COVID-19 also promoted the use of Auto-Tune because many church musicians found themselves suddenly in charge of producing services to be streamed online. That meant getting up to speed with the latest technology, such as pitch-tuning, which has become increasingly affordable for churches.

Small said he first became aware of Auto-Tune, developed by Antares Audio Technologies and introduced in 1997—while working more than a decade ago as an engineer at Bethel Church in Redding, California, home to some of the most popular worship music used in congregations.

A group of musicians from another church singing at Bethel, he recalled, insisted that the church provide pitch correction for its singers during services.

“They didn’t want people’s worship experience to be hampered by a background vocalist who had a cold and couldn’t quite hit the notes or someone who sang a little flat,” he said.

At the time, said Small, he was working on broadcasting services and the church wanted to make sure it sanded the rough edges before the sound was sent out on the internet.

At first, using pitch correction during live services, Small said, gave him pause.

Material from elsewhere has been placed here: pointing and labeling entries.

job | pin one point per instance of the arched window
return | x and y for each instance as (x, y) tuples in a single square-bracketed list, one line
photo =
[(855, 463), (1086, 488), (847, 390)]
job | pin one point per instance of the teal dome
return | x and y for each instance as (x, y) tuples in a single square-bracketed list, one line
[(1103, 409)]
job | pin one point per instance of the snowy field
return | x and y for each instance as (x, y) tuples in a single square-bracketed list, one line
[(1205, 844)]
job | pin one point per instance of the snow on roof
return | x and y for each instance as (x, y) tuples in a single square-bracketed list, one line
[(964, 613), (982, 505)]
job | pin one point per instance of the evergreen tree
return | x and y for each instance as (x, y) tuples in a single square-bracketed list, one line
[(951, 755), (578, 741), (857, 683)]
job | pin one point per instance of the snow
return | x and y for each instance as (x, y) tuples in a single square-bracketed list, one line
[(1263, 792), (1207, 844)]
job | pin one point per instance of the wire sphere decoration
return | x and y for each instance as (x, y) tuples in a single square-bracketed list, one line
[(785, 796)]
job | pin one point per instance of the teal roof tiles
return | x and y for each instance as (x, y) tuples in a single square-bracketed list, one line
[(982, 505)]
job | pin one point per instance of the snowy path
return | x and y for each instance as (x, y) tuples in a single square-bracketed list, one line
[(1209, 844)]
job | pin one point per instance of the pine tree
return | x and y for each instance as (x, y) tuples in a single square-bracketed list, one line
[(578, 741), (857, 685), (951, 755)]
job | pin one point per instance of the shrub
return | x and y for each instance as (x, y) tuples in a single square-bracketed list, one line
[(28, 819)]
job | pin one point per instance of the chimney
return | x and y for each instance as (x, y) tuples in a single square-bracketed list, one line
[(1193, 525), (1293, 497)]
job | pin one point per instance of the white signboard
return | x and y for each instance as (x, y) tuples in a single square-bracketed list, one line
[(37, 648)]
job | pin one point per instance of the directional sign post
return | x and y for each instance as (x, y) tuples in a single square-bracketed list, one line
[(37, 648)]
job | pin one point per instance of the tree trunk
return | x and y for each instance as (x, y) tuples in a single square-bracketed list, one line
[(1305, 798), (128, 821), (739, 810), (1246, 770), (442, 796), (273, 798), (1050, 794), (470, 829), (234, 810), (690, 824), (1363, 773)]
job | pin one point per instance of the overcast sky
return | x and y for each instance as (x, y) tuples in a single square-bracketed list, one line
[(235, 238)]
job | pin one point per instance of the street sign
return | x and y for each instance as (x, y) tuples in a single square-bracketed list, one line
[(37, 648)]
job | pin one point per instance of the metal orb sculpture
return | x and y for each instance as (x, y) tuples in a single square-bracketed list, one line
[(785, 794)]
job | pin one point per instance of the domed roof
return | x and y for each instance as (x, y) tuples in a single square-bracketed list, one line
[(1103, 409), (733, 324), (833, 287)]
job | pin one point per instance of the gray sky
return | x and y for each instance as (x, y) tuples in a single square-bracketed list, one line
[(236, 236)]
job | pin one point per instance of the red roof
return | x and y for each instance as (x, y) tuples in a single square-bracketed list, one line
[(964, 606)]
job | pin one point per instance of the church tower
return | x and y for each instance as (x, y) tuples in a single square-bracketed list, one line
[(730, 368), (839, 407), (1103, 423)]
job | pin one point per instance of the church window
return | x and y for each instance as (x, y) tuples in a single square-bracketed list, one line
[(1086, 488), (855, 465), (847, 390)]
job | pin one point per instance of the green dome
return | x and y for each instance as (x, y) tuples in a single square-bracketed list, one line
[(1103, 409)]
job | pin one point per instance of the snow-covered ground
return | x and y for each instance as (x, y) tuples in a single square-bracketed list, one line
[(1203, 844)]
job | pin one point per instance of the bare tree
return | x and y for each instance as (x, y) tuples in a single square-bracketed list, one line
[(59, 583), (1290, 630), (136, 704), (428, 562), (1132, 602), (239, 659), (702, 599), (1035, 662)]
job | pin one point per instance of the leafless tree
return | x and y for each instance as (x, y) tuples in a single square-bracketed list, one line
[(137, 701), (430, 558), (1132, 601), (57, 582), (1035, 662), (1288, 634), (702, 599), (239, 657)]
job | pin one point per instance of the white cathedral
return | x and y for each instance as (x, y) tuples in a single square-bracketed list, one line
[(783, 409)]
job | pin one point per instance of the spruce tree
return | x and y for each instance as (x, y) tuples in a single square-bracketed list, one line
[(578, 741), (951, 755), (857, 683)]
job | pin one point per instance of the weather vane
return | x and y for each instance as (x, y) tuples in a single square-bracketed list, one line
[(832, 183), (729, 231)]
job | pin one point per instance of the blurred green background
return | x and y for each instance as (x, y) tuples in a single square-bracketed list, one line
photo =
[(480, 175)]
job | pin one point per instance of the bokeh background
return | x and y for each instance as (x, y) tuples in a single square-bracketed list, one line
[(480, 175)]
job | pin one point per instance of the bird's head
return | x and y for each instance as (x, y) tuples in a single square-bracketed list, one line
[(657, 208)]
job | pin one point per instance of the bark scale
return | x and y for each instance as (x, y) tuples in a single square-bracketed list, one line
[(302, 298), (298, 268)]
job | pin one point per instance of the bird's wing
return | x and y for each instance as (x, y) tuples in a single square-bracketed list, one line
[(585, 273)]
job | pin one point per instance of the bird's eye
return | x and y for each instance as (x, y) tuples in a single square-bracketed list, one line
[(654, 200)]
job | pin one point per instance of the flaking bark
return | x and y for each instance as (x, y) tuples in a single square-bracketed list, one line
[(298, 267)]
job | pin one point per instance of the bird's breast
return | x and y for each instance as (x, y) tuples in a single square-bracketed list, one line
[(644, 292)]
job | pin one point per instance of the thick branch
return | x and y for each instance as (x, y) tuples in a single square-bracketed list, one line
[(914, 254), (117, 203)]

He came around because pitch correction allowed the church more flexibility in choosing singers and worship team members, knowing they didn’t have to give perfect performances every time. Since the church had multiple services, pitch correction also made it easier for singers to get through a weekend’s worth of services, even if they got tired, he said.

Small said he is well aware that pitch-tuning, which can make singers sound artificial, could backfire if overused.

“A good auto-tune is something you really never notice,” he said. “It wasn’t like we were trying to make someone be more talented than they actually are.”

Travis Ham, worship pastor at Bear Creek Bible Church near Fort Worth, Texas, said he was skeptical about using tuning tools for worship bands, such as an in-ear click-track, which helps musicians keep time during songs.

“It almost felt like cheating,” said Ham, who studied music at the University of North Texas.

Ham said he adopted a click-track after working with a volunteer drummer who had a tendency to speed up whenever the music got loud—a not uncommon occurrence. Using a click-track solved the problem and made the whole group play tighter. That success opened his mind about pitch-tuning.

The tools help “regular people who want to serve God,” he said, as part of the church’s worship team. Not everyone is convinced that using pitch-tuning is a good idea.

Ryan Flanigan, a longtime church musician who is now an artist in residence at Baylor University, worries that pitch-tuning is one more sign that church musicians are trying to aspire to be performers—rather than leading people in worship.

He said he spent years using all the latest tools to conjure one emotional experience after another—always looking for the next big things or trying to emulate popular megachurch worship bands. Then he gave up.

“Where does it end?” he said.

Flanigan, who records what he calls liturgical folk music, said he’s scaled back to a simpler approach. Being authentic, he said, means embracing imperfection.

Adam Perez, assistant professor of worship studies at Belmont University in Nashville, Tennessee, has similar concerns about worship leaders trying to be something they are not. He worries that churches will become “karaoke franchises” of megachurches.

“The more you can do to sound not like yourself and more like a recording has been a long contemporary worship issue,” he said.

In his classes, Perez said that he teaches his students about the latest technology and tries to inspire them to lead their churches to a more authentic style of worship—one that comes naturally from their churches rather than emulating someone else.

He also warns them about romanticizing the past, saying that there were problems even when people sang hymns without pitch correction or the latest technology. People sang too loud or too off-key or too fast—and probably could have used a little help.

“We are constantly trying to do this better,” he said.